Kimiko's lips were still parted, her breathing shallow. A strand of black and white hair had fallen across her flushed cheek. The kitchen light caught the moisture in her eyes, turning them into liquid amber.
Move. Say something. Anything.
Nothing.
Then the connection broke. The shock in her eyes turned into panic.
"I—I'm sorry." The words tumbled out in a panicked rush as she scrambled out of my arms, her feet hitting the linoleum with a thud that echoed through our tiny kitchen. "I just... I was so happy, and... I didn't mean..."

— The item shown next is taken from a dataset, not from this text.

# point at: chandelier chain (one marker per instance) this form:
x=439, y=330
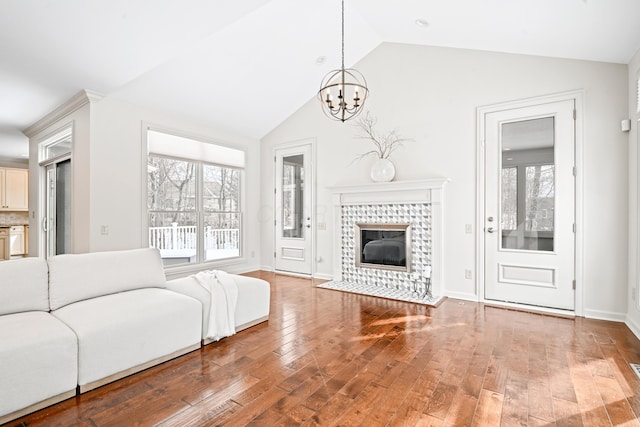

She backed away from me, her hands flying up to cover her burning cheeks. Those same hands that had been tangled in my hair moments ago, that had pulled me closer, that had—
"I'm sorry, Yu-yu."
She spun on her heel and fled. Her bedroom door clicked shut behind her.
And then there was silence.
I stood alone in our cramped kitchen, surrounded by the lingering smell of fried rice and soap bubbles, staring at the closed door like it might spontaneously combust. My lips still tingled. My hands still remembered the warmth of her skin.
Well. That happened.
The ghost of her kiss was branded on my mouth. Sweet. Desperate. Real in a way that made every other interaction I'd had in this world feel like amateur theater.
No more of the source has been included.